The ratio in each tank is the same.

Algebra:

When k liters are exchanged between the two tanks, we get:
Tank 1 --> \(\frac{new-x}{new-y} = \frac{30-k}{k}\)
Tank 2 --> \(\frac{new-x}{new-y} = \frac{k}{10-k}\)

Since the two ratios must be equal, we get:
\(\frac{30-k}{k} = \frac{k}{10-k}\)
\((30-k)(10-k) = k^2\)
\(300-40k+k^2 = k^2\)
\(300 = 40k\)
\(k = \frac{300}{40} = \frac{30}{4} = \frac{15}{2} = 7.5\)

Solution:

We can let the amounts of water and spirit in solution 1 be 20 liters and 10 liters, respectively. Similarly, we can let the amounts of water and spirit in solution 2 be 5 liters and 5 liters, respectively. Now, if we let x be the number of liters of solution removed from one solution and added to the other solution, then 2x/3 liters of water and x/3 liters of water and spirit are transferred from solution 1 to solution 2. Similarly, x/2 liters of water and x/2 liters of spirit are transferred from solution 2 to solution 1. Since the resulting solutions have the same concentration, we can create the equation:

(10 - x/3 + x/2) / 30 = (5 - x/2 + x/3) / 10

Multiplying the equation by 6, we have:

(60 - 2x + 3x) / 30 = (30 - 3x + 2x) / 10

(60 + x) / 3 = 30 - x

60 + x = 90 - 3x

4x = 30

x = 7.5

(Note: To verify that the answer is always 7.5, you can keep one set of numbers the same (solution 1 still has 20 liters and 10 liters of water and solution, respectively), but change the other set of numbers, (use 4 and 6, instead of 5 and 5).

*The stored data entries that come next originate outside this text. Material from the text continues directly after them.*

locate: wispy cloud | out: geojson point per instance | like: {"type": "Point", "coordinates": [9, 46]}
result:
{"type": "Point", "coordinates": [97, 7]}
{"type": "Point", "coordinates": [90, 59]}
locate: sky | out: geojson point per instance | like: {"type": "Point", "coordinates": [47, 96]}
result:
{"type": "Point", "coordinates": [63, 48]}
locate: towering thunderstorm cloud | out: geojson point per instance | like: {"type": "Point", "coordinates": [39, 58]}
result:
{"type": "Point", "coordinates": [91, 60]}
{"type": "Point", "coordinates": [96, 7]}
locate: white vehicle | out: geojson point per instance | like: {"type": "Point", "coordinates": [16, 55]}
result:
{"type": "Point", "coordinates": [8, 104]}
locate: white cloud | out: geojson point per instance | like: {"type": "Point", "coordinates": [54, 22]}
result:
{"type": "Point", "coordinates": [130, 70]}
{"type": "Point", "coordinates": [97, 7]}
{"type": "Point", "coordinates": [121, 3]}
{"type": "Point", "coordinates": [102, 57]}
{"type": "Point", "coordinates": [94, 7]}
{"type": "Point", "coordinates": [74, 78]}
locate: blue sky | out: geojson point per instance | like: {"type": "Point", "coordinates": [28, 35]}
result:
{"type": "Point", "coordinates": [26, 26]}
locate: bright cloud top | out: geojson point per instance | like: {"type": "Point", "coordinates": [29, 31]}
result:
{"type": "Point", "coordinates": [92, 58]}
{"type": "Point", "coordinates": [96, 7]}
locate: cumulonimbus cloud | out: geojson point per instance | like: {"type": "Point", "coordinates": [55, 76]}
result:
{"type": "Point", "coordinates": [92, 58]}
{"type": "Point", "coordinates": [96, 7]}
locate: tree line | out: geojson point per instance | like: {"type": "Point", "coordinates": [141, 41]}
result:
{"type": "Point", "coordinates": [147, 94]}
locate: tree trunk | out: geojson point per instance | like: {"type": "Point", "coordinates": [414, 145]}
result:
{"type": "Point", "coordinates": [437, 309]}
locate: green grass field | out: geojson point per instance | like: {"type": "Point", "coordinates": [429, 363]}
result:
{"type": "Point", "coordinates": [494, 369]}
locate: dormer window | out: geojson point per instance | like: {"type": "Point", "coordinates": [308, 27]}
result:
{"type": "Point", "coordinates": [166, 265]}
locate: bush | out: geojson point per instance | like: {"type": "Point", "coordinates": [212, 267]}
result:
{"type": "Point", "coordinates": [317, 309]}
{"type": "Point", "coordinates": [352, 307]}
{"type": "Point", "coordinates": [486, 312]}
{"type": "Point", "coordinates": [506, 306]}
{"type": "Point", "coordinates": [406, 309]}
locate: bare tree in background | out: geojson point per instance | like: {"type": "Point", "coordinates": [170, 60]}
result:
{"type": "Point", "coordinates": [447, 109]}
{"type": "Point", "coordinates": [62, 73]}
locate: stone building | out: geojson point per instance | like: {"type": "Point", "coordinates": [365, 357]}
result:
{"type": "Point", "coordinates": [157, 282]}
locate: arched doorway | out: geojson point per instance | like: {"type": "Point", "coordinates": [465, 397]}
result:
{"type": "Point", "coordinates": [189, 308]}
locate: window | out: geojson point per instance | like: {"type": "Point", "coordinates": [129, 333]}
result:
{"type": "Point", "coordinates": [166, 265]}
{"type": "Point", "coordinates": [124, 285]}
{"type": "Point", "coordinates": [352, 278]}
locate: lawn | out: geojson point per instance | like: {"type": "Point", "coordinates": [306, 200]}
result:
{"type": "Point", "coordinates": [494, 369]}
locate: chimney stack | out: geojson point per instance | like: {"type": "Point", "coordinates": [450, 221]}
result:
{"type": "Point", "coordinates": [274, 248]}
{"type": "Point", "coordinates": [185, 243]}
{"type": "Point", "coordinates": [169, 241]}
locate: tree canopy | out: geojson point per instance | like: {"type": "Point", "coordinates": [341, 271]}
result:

Then solve a similar equation pertaining to the numbers you use, and you will find that x is still 7.5.)

Answer: C

Can someone solve this using alligation cross multiplication method?

What do you mean? Anyway the first reply has already illustrated the answer well, you can try to re-read the explanation

­An other approach to solving this would be to understand that any two solutions of say concentration X% and Y% are to be mixed to arrive at a concentration Z%, then they always have to be mixed in the ratio : |Z-Y|/ |Z-X|.

Hence, if we assume that a volume of "a" is being removed from each of the solutions (NOTE: with conc. of X% and Y%) to be mixed into the other solution and arrive at the same concentration (Z%) for both the new solutions the ratio of mixture should be same. Hence:

(30-a) / a = a / (10-a)

=> 300 + a^2 - 40a = a^2 

=> a = 7.5­